Column names follow the ISO-11179 naming convention: lowercase, underscore-separated, using the standard abbreviation as a prefix where applicable.

Why This Term Matters

Clinical terms are the building blocks of risk adjustment, quality measurement, and value-based care analytics. A data engineer who understands this terminology can design schemas that correctly capture patient conditions, procedures, and encounters — enabling accurate HCC scoring, HEDIS measure attribution, and CMS reporting. Misclassifying clinical fields in a data warehouse cascades into incorrect RAF scores and failed regulatory submissions.

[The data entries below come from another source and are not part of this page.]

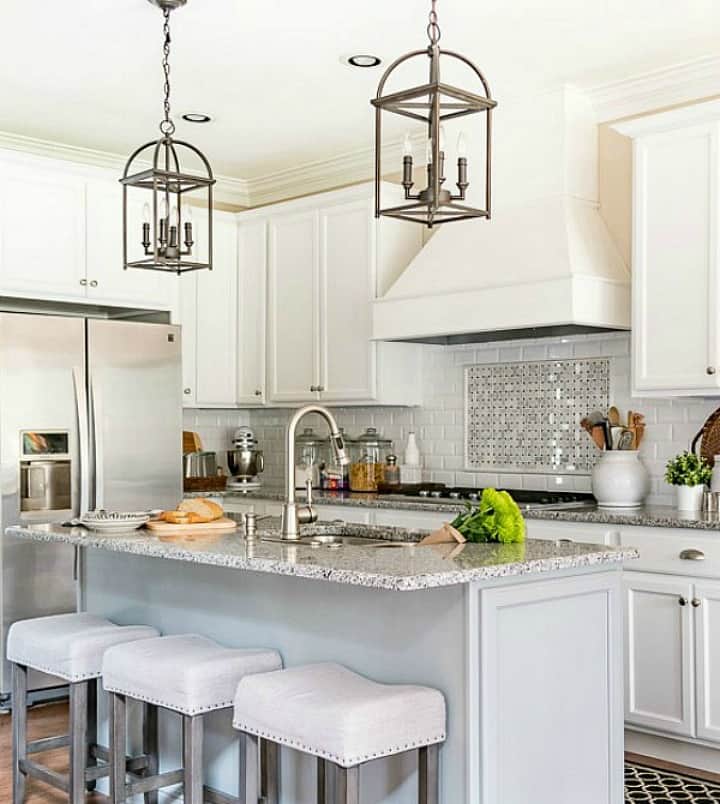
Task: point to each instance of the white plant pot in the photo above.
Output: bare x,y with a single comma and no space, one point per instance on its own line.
689,498
620,480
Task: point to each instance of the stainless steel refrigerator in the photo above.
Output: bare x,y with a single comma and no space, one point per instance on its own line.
90,417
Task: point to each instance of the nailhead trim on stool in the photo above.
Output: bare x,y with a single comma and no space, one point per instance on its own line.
71,647
190,675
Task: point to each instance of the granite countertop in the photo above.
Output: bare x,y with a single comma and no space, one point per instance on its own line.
652,516
399,564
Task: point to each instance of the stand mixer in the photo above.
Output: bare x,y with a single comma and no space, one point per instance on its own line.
245,461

Common uses in healthcare data

  • Risk stratification and population health analytics
  • CMS-HCC risk adjustment and RAF score calculation
  • Quality measure attribution and HEDIS reporting
  • Clinical data warehouse schema design
  • Value-based care contract performance tracking
  • Epic MyChart and Cerner PowerChart clinical data extraction for analytics pipelines
  • Snowflake VARIANT column mapping for semi-structured HL7 FHIR clinical payloads
  • Databricks Delta Lake pipeline orchestration for longitudinal patient cohort analysis

Related Healthcare Standards

HL7 FHIR R4

Defines clinical resource models (Patient, Condition, Observation, Encounter) that map directly to clinical data warehouse schemas and interoperability pipelines.

ICD-10-CM / ICD-10-PCS

The diagnosis and procedure coding systems mandated for all clinical documentation and claims in the US healthcare system.

HEDIS (NCQA)

Specifies clinical quality measure definitions that determine how clinical data is collected, attributed, and reported for Stars and value-based care contracts.

Data Quality Considerations

  • ICD-10-CM codes are frequently entered with invalid trailing characters or missing decimal points — validate against the current CMS ICD code reference table before loading into your clinical data warehouse.
  • Clinical date fields (admit date, discharge date, procedure date) often arrive with timezone offsets stripped — standardize to UTC at ingestion and store as TIMESTAMP_NTZ in Snowflake or TIMESTAMP in Databricks.
  • Null vs. unknown must be distinguished in clinical data: a missing diagnosis code may mean 'not documented' rather than 'not applicable' — use explicit sentinel values and document the distinction in your data dictionary.